I noticed this interesting line:
Joe was a self-taught chemist and worked at Cheeseborough-Ponds* where he developed one of their first cosmetics' lines.
I imagine that the number of employed 'self-taught chemists' has fallen quite a bit over the years in the United States. It would be interesting to know the number of production operators and technicians that have moved into research, formulation and testing laboratories in the American chemical manufacturing industry, and what the overall trend has been. Having worked with a couple of these folks, I value their experience, but I suspect their numbers are few and far between these days.

Rest in peace, Mr. Heller. (If you haven't had a chance, read the obituary - it's genuinely funny and warm-hearted in a way that I aspire my own obituary (and life) to achieve.)

*context here


  1. What put an end to self-taught chemists was the glut of chemistry grads. Lab technician jobs that used to be a reward for a good plant employee are now filled with new B.S. grads, who used get hired in at the scientist level.
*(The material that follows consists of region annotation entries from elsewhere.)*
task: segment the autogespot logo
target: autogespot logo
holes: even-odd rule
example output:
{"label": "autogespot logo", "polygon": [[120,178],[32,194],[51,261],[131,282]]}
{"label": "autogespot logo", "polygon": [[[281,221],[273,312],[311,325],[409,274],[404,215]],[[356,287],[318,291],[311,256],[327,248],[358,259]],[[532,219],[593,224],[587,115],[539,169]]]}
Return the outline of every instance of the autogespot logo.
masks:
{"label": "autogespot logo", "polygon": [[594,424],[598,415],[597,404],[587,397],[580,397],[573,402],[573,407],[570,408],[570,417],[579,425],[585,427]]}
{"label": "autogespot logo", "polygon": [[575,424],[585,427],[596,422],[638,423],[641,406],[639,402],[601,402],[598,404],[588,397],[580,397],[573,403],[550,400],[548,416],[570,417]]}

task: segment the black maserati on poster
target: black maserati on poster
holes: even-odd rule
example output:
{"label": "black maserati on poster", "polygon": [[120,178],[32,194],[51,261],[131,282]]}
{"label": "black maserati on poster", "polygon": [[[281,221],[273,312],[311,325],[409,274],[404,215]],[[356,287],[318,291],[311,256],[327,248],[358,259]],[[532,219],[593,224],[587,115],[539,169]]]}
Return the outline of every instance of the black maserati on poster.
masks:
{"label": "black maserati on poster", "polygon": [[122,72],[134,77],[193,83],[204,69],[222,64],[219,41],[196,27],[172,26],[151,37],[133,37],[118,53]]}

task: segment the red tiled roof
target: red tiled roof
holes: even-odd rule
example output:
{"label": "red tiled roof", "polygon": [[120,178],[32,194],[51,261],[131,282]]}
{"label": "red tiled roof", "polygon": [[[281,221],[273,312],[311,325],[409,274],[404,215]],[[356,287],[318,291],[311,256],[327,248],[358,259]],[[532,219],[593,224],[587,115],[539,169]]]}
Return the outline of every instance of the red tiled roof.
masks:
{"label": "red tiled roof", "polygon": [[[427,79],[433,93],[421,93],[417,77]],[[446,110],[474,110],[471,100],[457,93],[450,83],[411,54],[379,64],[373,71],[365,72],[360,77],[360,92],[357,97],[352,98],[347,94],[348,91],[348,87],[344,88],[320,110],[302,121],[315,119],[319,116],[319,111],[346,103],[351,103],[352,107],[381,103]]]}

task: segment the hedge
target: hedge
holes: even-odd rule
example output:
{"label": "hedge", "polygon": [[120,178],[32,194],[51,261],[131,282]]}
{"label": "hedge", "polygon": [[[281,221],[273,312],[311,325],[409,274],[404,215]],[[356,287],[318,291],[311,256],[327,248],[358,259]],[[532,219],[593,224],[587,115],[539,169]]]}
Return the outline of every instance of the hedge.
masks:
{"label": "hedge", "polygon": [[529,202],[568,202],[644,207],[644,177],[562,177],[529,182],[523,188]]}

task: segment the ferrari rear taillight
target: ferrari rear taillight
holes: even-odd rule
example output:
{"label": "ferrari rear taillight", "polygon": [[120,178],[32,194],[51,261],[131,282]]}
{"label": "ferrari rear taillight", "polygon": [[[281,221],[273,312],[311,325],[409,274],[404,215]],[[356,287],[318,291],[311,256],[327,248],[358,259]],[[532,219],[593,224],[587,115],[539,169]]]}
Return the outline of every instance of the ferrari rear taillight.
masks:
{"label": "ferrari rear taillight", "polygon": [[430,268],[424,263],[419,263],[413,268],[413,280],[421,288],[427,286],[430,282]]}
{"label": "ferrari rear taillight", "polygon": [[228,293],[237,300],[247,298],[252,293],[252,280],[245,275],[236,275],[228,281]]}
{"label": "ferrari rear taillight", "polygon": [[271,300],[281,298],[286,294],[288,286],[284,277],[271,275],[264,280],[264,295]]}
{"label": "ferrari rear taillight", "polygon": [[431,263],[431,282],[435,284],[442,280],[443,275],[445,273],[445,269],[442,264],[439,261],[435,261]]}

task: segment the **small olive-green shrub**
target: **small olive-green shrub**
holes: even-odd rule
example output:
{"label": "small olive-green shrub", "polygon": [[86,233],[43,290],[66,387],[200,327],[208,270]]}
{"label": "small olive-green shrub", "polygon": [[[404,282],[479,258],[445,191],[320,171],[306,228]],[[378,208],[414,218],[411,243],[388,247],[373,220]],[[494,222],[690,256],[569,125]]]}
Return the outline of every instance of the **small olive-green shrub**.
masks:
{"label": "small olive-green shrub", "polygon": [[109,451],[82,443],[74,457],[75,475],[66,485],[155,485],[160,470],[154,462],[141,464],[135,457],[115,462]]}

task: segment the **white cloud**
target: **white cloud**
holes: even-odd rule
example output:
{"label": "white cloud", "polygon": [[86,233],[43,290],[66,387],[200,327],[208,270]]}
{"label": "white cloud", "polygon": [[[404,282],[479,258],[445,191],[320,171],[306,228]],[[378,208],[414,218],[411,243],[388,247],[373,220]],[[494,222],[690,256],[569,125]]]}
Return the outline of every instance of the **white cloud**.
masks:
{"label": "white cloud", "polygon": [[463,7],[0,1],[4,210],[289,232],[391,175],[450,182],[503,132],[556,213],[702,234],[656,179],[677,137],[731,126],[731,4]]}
A job that used to be interesting and challenging for someone without a chemistry background is now mind-numbing boredom for someone with a B.S. At my last job, we used to fill QC tech jobs with promoted plant employees, and when my grandboss insisted we hire someone with a chemistry degree, the guy was bored out of his skull and quit in about four months.

    When I worked for an old-school big chemical company, I worked with some people who had taken interesting paths to scientist jobs. I knew someone who started as a security guard at a plant, someone who started as a secretary, and someone who started as a mechanic in an engine lab that tested oil additives - all of these people were promoted to technician and then full scientist with just high school diplomas. One of my early bosses went from technician to scientist to senior scientist (4-year degree, but not in chemistry).